UK reaction: UK exits recession with better-than-expected GDP growth
The UK economy has rebounded strongly from last year’s recession, as rising real incomes encouraged households to increase spending and industrial production began to recover. Indeed, March’s 0.4% GDP increase drove a stronger-than-expected 0.6% quarter-on-quarter in the first quarter (Q1). Forecasters had expected a smaller 0.4% rise, after declines of 0.1% and 0.3% in Q3 and Q4 2023, respectively. Growth beat the Bank of England (BoE) Monetary Policy Committee’s upgraded forecast of 0.4% quarter-on-quarter and now looks set to outperform the BoE’s forecasts for the year. It is important to remember that this is a first estimate and therefore is subject to revisions, but GDP now looks set to increase by 0.6% this year, compared to our previous forecast, and the BoE’s, of 0.4%.
The stronger-than-expected monthly increase was largely driven by a 0.5% rise in services output, with 10 of the 14 subsectors growing in March. Consumer-facing services saw growth of 0.7%, following a 0.1% fall in February, as households switched spending towards food activities and accommodation. Production also increased on the month, driven by a 0.3% recovery in manufacturing output. The bumpy recovery in the manufacturing Purchasing Managers’ Index in recent months suggests this should broadly continue over the next few months. Construction, however, continued to fall, due to a decline in new work and repair and maintenance, as elevated borrowing costs continued to weigh on the sector.
Looking at the expenditure breakdown, the recovery in households’ consumption was a key driver, likely supported by the ongoing recovery in real incomes; it rose by 0.2% quarter-on-quarter after two consecutive quarters of decline. The recovery was broad-based, with households ramping up spending in most areas, including on housing, water and fuels. Overall, consumer-facing services grew by 0.6% in Q1, driven by retail sales, despite the wet weather. Strike action, meanwhile, continued to influence government spending. Junior doctors did not strike in March, following a five-day walkout in February, spurring a 1.1% monthly rebound in human health and social work activities. As a result, government expenditure rose by a further 0.3% in Q1, after a 0.1% rise in the previous quarter. Finally, gross fixed capital formation rose by 1.4% quarter-on-quarter, reflecting a 0.9% increase in real business investment.
A further recovery in real incomes - as pay growth continues to outpace CPI inflation and tax and benefit changes filter through – alongside rising confidence, falling interest rates and a fading mortgage hit, should support further increases in household consumption over the coming months. Today’s data also imply the household saving ratio edged down in Q1, given that nominal expenditure increased by 0.6% quarter-on-quarter, but employees’ compensation rose by a smaller 0.2%. While we don’t see a sharp drop, a further tick down will also support consumption.

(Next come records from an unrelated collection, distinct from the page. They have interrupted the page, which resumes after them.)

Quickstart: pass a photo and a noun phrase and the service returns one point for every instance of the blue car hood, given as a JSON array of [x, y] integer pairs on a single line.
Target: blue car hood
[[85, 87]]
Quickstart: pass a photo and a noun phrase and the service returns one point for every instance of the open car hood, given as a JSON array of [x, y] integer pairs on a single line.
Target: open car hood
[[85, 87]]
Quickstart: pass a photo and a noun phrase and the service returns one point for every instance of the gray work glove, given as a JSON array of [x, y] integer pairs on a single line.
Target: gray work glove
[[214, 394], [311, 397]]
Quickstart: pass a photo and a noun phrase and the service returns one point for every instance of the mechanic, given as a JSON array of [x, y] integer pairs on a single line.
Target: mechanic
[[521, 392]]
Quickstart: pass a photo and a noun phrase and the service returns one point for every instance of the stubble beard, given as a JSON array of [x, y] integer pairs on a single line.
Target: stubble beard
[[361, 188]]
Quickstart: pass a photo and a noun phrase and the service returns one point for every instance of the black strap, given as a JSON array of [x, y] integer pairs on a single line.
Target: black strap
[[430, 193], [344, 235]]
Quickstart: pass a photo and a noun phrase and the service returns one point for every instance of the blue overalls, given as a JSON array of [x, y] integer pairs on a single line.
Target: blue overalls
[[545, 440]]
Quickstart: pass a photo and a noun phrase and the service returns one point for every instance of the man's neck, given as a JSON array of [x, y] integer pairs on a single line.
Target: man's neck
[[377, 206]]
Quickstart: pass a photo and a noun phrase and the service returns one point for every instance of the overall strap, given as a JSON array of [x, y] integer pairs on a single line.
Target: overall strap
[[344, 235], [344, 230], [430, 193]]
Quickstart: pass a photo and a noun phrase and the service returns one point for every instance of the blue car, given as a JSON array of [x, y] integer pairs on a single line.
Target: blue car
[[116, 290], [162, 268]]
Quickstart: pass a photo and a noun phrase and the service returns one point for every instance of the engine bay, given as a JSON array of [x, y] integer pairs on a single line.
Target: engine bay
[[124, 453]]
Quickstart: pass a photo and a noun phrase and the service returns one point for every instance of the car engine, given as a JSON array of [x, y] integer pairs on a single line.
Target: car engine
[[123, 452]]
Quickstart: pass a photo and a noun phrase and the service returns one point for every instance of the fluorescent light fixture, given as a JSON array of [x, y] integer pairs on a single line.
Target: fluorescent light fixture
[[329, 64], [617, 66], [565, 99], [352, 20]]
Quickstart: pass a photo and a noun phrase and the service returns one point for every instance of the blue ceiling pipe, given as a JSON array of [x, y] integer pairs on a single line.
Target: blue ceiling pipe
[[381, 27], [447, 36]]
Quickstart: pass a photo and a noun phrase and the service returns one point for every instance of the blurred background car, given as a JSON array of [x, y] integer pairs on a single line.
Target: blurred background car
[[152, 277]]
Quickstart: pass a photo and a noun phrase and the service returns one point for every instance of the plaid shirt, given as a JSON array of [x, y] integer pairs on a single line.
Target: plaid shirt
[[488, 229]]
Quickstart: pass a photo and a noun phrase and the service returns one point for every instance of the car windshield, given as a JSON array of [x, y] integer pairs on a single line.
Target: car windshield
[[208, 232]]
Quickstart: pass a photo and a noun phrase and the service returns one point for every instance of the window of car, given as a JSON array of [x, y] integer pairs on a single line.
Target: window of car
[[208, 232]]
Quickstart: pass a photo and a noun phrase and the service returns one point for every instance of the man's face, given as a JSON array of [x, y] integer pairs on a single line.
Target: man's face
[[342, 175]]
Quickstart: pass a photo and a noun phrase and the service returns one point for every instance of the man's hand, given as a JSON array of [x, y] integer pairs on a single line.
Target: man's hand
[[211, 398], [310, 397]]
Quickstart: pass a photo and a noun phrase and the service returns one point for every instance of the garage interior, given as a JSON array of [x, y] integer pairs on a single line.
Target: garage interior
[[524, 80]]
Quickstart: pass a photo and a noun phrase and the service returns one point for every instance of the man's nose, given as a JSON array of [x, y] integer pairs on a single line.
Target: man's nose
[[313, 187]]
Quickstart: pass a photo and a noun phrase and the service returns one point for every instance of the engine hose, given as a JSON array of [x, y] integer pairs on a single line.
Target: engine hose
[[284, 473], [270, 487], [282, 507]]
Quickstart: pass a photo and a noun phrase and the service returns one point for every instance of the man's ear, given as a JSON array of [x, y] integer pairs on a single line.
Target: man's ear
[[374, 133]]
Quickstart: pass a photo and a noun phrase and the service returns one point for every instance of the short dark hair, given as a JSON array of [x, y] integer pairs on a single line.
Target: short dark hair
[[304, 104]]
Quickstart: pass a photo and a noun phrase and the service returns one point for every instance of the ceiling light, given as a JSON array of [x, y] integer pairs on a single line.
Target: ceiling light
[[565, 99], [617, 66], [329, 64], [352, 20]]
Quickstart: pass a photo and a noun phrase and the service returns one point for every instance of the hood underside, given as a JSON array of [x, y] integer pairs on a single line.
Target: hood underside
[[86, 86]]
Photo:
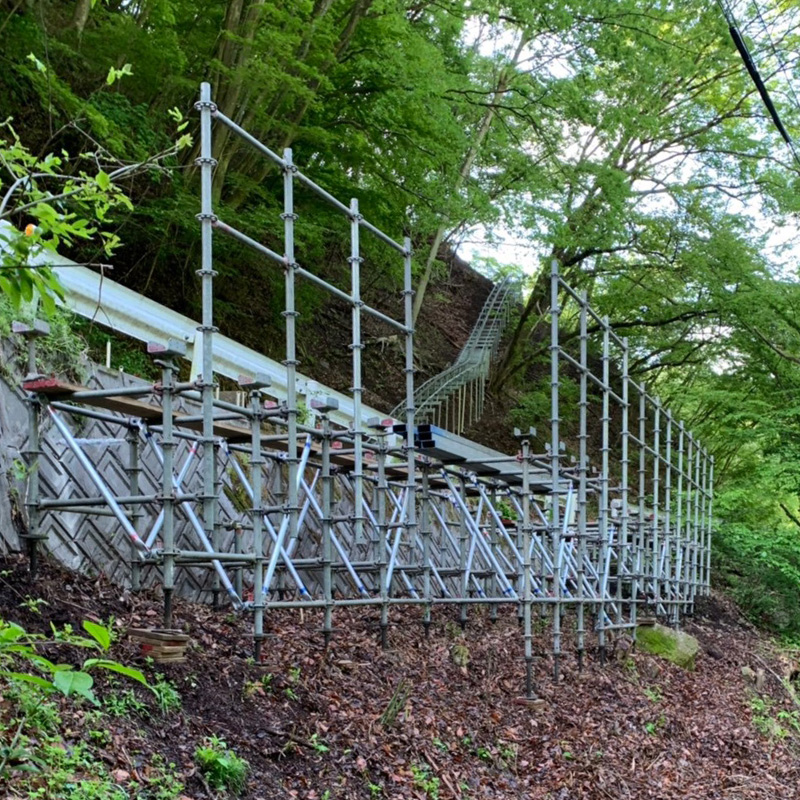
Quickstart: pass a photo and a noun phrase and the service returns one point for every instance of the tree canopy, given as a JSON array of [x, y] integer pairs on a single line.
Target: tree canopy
[[625, 139]]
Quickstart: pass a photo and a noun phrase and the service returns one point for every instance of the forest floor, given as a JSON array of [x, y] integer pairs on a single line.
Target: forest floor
[[315, 723]]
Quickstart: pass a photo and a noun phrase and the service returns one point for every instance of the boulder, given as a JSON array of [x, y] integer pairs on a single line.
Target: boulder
[[676, 646]]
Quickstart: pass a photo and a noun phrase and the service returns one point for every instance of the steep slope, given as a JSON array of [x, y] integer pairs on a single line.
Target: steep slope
[[317, 723]]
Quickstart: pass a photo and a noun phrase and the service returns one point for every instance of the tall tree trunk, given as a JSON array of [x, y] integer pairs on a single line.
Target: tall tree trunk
[[81, 15], [500, 89]]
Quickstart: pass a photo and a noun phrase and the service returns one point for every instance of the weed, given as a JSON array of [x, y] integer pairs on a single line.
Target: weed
[[100, 736], [161, 781], [508, 755], [652, 694], [653, 727], [262, 687], [318, 745], [167, 695], [33, 604], [221, 767], [396, 704], [124, 704], [424, 781], [766, 721]]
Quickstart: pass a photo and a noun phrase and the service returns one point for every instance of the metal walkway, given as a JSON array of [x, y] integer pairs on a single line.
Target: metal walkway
[[454, 398]]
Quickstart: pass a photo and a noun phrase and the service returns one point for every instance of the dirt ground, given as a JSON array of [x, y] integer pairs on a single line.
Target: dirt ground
[[317, 725]]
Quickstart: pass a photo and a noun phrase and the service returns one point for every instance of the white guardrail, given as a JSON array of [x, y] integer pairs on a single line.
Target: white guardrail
[[129, 313], [96, 297]]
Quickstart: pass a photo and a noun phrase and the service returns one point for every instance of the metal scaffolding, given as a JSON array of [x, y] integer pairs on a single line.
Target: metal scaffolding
[[386, 513]]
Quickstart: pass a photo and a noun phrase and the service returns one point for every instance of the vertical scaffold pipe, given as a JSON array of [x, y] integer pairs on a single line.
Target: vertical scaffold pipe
[[357, 389], [425, 533], [641, 567], [604, 529], [623, 545], [463, 538], [526, 588], [666, 559], [583, 471], [133, 470], [167, 489], [411, 486], [327, 522], [290, 314], [655, 522], [555, 450], [679, 533], [704, 548], [257, 520], [710, 520], [696, 541], [206, 162], [689, 514], [381, 543], [32, 454]]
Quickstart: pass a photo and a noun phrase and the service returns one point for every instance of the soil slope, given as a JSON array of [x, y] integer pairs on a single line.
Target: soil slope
[[313, 723]]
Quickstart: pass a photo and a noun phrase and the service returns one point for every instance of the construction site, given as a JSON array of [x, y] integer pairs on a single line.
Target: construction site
[[285, 494]]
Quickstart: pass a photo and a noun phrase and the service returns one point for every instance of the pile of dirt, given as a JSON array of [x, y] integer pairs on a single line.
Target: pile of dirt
[[355, 721], [452, 305]]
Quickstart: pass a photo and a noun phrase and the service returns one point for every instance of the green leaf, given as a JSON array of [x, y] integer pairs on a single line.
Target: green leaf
[[26, 678], [70, 682], [103, 181], [36, 63], [99, 632], [114, 666]]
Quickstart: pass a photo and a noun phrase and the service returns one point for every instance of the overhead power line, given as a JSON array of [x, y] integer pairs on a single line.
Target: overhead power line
[[755, 76]]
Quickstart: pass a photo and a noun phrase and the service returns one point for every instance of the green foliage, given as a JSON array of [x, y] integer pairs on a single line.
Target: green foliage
[[21, 661], [61, 353], [425, 781], [780, 724], [222, 768], [167, 696], [124, 704]]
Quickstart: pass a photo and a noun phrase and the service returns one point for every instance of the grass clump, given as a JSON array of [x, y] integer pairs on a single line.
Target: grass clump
[[221, 767]]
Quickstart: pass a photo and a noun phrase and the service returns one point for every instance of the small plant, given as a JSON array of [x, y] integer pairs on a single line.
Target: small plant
[[262, 687], [124, 704], [318, 745], [396, 704], [221, 767], [100, 736], [508, 755], [424, 781], [483, 753], [653, 727], [33, 604], [167, 695], [506, 510], [652, 694], [780, 725]]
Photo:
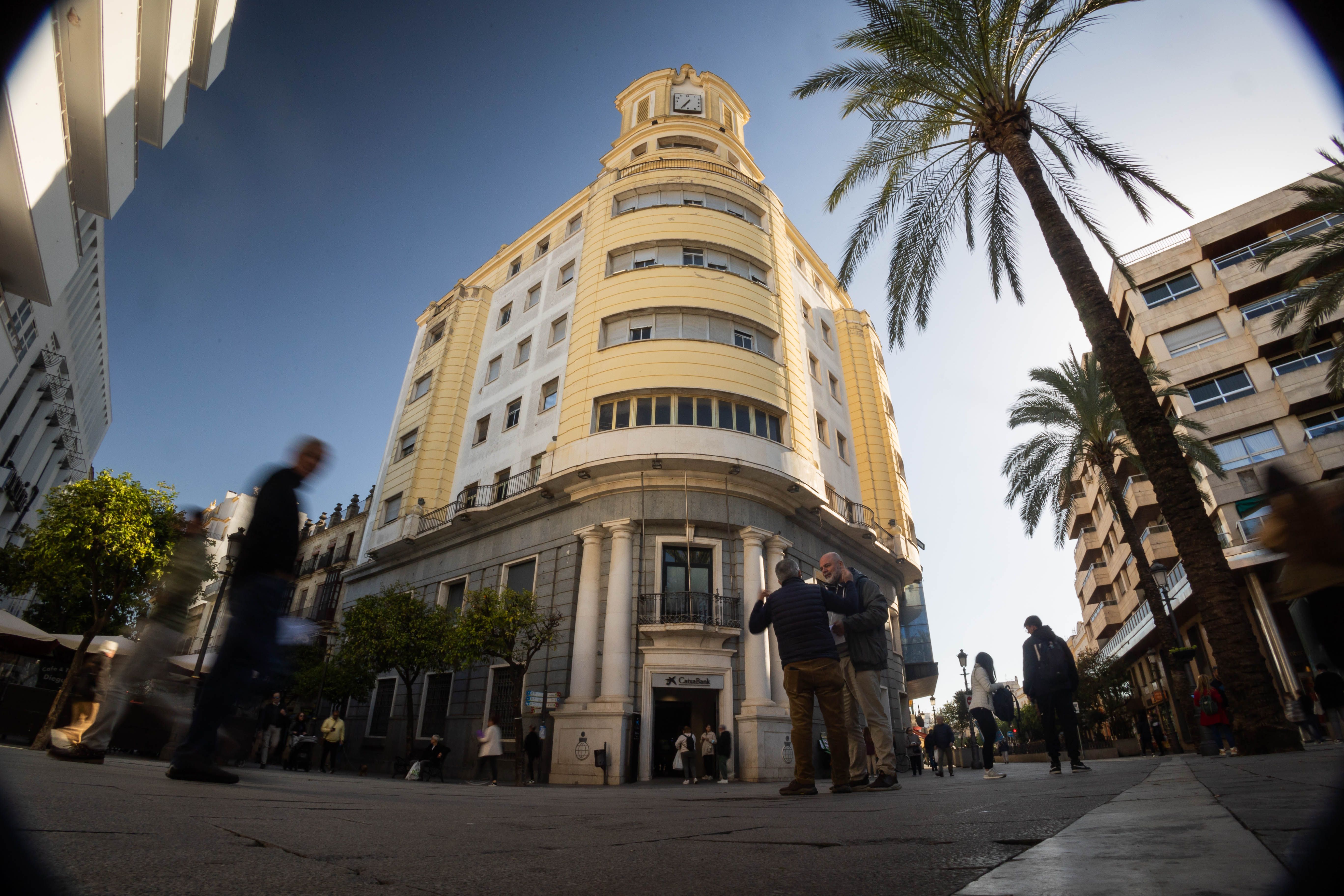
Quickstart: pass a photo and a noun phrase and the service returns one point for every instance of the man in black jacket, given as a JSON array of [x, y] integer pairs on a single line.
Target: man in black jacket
[[811, 667], [257, 597], [862, 643], [1050, 679]]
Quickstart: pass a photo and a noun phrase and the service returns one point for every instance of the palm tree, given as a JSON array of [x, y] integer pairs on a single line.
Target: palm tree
[[1318, 301], [949, 88], [1084, 429]]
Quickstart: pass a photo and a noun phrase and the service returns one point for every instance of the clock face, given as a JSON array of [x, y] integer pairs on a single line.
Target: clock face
[[687, 103]]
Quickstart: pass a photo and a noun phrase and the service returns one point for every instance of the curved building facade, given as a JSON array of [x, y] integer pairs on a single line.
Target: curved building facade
[[635, 410]]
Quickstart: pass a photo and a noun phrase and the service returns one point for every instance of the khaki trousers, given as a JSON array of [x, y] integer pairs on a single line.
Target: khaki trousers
[[818, 679], [863, 691]]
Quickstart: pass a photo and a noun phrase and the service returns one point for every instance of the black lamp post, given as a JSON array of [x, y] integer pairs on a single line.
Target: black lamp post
[[232, 554]]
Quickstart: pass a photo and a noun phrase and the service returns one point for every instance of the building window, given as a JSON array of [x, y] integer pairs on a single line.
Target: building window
[[1249, 449], [1324, 424], [1315, 355], [1171, 289], [1221, 390], [392, 508], [550, 394]]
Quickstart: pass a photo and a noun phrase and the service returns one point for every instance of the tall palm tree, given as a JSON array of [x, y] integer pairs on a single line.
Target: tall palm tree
[[949, 88], [1084, 429], [1316, 303]]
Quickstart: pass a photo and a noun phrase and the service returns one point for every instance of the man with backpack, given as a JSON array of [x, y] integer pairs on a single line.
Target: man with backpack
[[1050, 679]]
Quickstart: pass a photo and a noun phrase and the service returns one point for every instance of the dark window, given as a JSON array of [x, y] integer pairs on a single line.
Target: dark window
[[437, 690], [382, 710]]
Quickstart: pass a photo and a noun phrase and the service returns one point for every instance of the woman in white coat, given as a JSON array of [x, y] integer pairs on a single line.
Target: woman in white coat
[[983, 710], [492, 747]]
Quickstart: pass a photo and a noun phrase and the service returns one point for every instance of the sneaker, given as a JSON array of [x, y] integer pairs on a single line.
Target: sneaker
[[208, 773], [77, 753], [799, 789]]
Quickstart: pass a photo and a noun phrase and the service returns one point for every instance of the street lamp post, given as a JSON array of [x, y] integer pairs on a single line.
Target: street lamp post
[[232, 553], [975, 747]]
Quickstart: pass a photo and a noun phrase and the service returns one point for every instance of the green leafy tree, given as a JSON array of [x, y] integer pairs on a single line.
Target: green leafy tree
[[507, 625], [96, 555], [959, 126], [1082, 430], [1315, 303], [394, 629]]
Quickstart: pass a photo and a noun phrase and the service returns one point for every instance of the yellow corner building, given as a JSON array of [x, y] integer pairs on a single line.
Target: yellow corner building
[[635, 410]]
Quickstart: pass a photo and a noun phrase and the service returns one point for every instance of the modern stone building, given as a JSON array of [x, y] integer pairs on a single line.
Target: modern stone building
[[95, 80], [635, 410], [1205, 312]]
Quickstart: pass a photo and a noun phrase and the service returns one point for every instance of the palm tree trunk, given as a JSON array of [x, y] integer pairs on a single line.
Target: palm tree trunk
[[1162, 623], [1261, 725]]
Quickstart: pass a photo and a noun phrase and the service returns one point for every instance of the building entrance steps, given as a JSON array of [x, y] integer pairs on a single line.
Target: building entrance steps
[[1167, 835]]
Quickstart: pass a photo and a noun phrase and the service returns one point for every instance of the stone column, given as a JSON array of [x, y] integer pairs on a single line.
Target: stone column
[[755, 652], [584, 667], [775, 549], [616, 630]]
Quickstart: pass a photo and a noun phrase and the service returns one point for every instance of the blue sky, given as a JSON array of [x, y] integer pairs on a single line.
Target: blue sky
[[355, 160]]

Business investment, however, will likely hold broadly steady over the remainder of the year. Firms’ balance sheets are in pretty good shape but elevated borrowing costs will continue to make some projects unprofitable and businesses will probably want to wait to see the results of the General Election before going ahead. Overall, the strong start to the year means we have revised up our 2024 GDP forecast to 0.6% this year. Markets reacted modestly to the data, with sterling rising by 0.03% to $1.2536.